The issue of responsibility arose after the woman, who can only be identified as Miss E, brought a civil action against the church.
She claims she was abused in a children's home run by the church and therefore the church has 'vicarious liability'.
But in a hearing at the Royal Courts of Justice in London earlier this year the church claimed it could not be held responsible because the priest was not an 'employee'.
Today, in the first hearing of its kind, Mr Justice Alistair MacDuffs ruled that the church is legally responsible for sexual abuse committed by its priests.
His decision is expected to provide further guidance for such trials in the future.
If the church had won the argument it would have meant it could avoid paying any compensation to all victims of sexual abuse by priests.
Miss E was admitted to The Firs in Waterlooville, run by an order of nuns, in May 1970, aged seven.
She alleges she was sexually abused by Father Wilfred Baldwin, a priest of the Roman Catholic Diocese of Portsmouth, who died in 2006.
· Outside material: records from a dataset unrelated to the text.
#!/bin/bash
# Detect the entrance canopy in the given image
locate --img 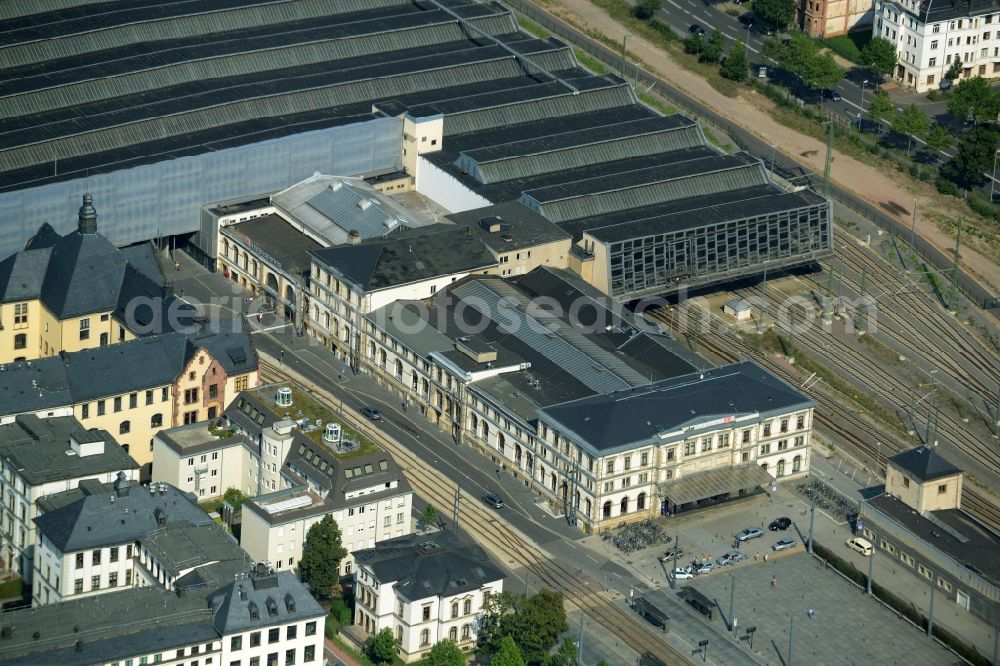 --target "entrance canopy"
[660,465,774,504]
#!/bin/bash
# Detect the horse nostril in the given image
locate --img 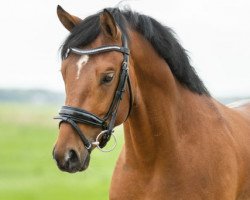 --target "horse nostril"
[68,150,78,163]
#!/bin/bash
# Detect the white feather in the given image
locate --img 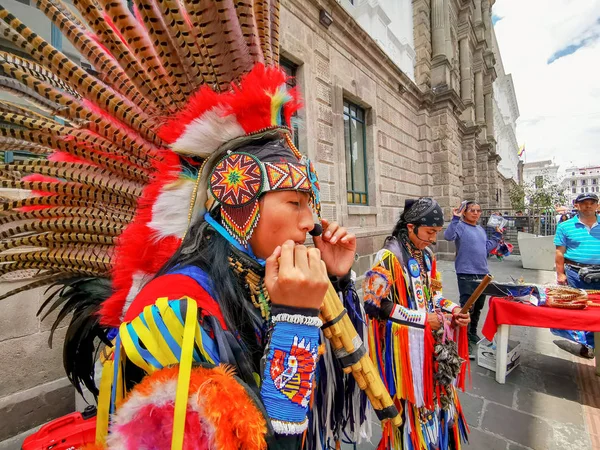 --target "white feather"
[171,108,246,158]
[148,178,196,241]
[121,270,151,321]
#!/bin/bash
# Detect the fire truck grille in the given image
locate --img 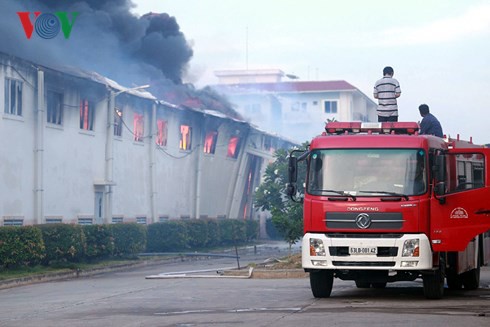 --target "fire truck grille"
[325,212,404,230]
[328,246,398,258]
[332,261,395,267]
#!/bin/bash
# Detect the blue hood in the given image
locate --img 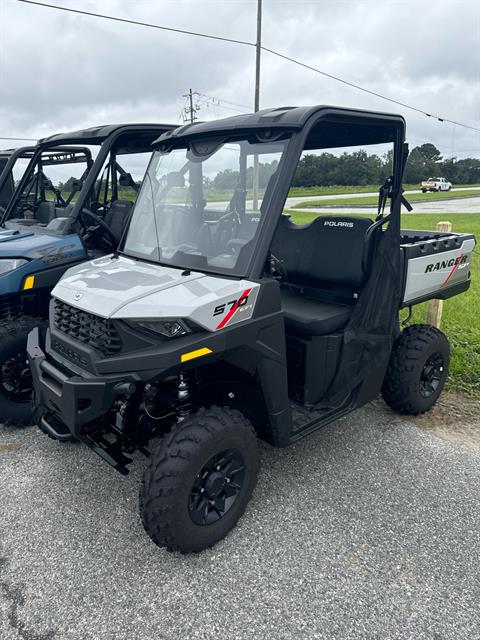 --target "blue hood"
[0,229,85,263]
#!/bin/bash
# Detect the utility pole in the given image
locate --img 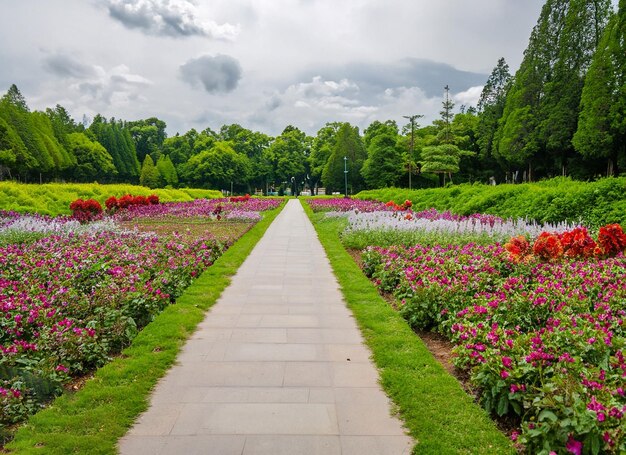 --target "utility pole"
[441,84,454,144]
[402,114,424,190]
[343,156,348,197]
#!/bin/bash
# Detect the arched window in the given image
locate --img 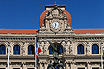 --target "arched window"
[28,45,35,55]
[92,44,99,54]
[0,45,6,54]
[77,44,84,54]
[13,45,20,55]
[49,46,63,55]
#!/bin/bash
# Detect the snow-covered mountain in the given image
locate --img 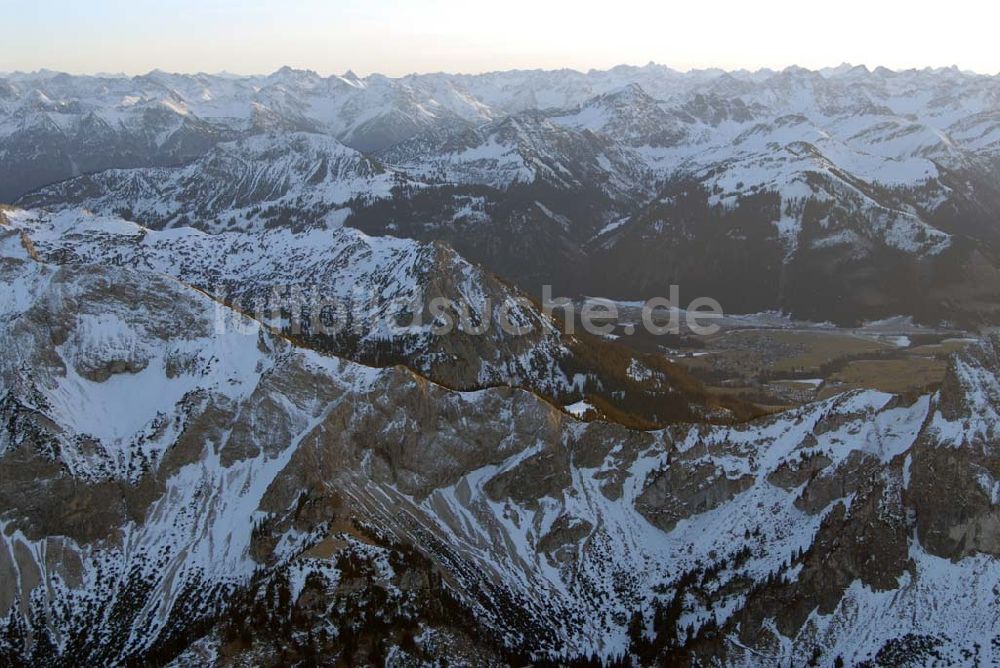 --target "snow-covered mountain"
[0,207,1000,665]
[11,65,1000,323]
[3,209,746,424]
[22,132,405,231]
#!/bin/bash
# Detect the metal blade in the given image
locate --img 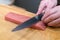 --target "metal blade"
[12,13,43,31]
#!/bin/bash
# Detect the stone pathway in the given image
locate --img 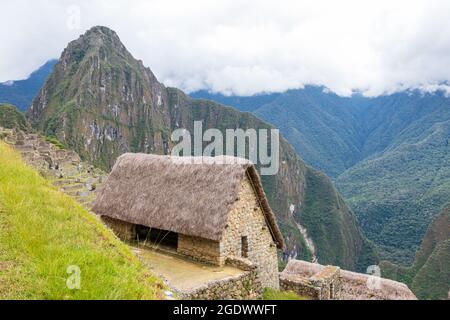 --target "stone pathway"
[0,127,107,209]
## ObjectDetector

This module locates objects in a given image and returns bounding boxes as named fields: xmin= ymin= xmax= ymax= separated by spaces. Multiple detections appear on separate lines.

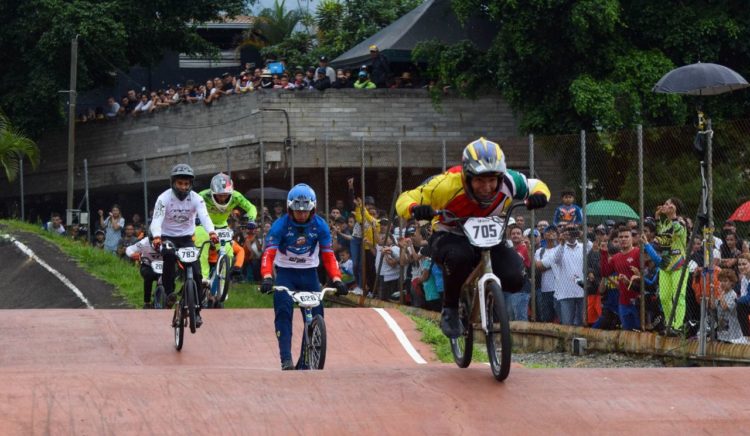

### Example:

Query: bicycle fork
xmin=477 ymin=250 xmax=503 ymax=334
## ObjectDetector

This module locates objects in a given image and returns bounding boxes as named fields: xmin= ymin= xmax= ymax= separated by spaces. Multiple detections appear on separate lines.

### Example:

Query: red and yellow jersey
xmin=396 ymin=166 xmax=550 ymax=230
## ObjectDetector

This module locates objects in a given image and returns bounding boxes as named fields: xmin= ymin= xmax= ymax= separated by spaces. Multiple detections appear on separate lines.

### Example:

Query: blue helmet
xmin=286 ymin=183 xmax=317 ymax=211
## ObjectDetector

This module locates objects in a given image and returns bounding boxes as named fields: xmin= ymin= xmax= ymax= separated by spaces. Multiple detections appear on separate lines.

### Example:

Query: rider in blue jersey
xmin=260 ymin=183 xmax=348 ymax=370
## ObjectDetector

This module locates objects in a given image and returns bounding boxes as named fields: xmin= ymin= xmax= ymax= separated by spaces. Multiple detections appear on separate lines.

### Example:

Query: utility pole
xmin=66 ymin=35 xmax=78 ymax=209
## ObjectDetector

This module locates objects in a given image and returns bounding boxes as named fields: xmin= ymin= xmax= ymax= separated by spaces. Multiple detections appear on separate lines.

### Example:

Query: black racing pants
xmin=141 ymin=263 xmax=159 ymax=303
xmin=161 ymin=235 xmax=203 ymax=300
xmin=430 ymin=232 xmax=524 ymax=307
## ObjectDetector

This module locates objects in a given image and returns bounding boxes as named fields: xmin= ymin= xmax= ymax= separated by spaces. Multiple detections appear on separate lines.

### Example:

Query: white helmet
xmin=211 ymin=173 xmax=234 ymax=212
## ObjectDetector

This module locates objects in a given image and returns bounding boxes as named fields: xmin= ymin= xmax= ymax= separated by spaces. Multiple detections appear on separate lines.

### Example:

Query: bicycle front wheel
xmin=450 ymin=292 xmax=474 ymax=368
xmin=183 ymin=279 xmax=198 ymax=333
xmin=307 ymin=315 xmax=326 ymax=369
xmin=214 ymin=256 xmax=229 ymax=307
xmin=484 ymin=281 xmax=513 ymax=381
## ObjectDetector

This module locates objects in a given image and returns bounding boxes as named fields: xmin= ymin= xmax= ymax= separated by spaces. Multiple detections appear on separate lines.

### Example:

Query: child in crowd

It is believed that at the time of the alleged abuse he was 'vocations director' of the diocese and regularly visited The Firs, where he had unsupervised access to children.
Miss E alleges that during these visits Father Baldwin sexually abused her both within the home, in a private sitting room set aside for visitors, and in the vestry of the adjoining church of St Michael Sacred Heart.
The woman's allegations arose in May 2006 when police contacted people who had stayed at the home after others reported they had been abused by Father Baldwin.
The claim is that the nuns were negligent and in breach of duty, and that the diocese was 'vicariously liable' for Father Baldwin's alleged abuse of Miss E as he was a Catholic priest working in the Portsmouth diocese.
Miss E's case against the church was scheduled for a 10-day trial in December but that has now been put back to next year.
If she had lost this argument the trial would have not taken place.
This was the first time this point has been tested in a court of law.
Tracey Emmott, of Emott Snell, a specialist in working with sexual abuse claims who is managing the case, said: 'There seems to be a significant discrepancy between the position claimed by the Catholic church and the way it conducts its defence when legal proceedings are brought.
'Whilst the church appears to pay lip service to the idea of transparency in confronting the ugly and sordid activities of some of its clergy, its lawyers are attempting to use every cynical loop hole open to them to avoid accepting responsibility.
'I find it astonishing that the Catholic church can actually claim that it has no interest in or responsibility for the sexual degradations committed against children by its own clergy.'
It is known that several others who claim abuse at the hands of Father Baldwin were also considering bringing civil claims against the church, depending on the outcome of this case.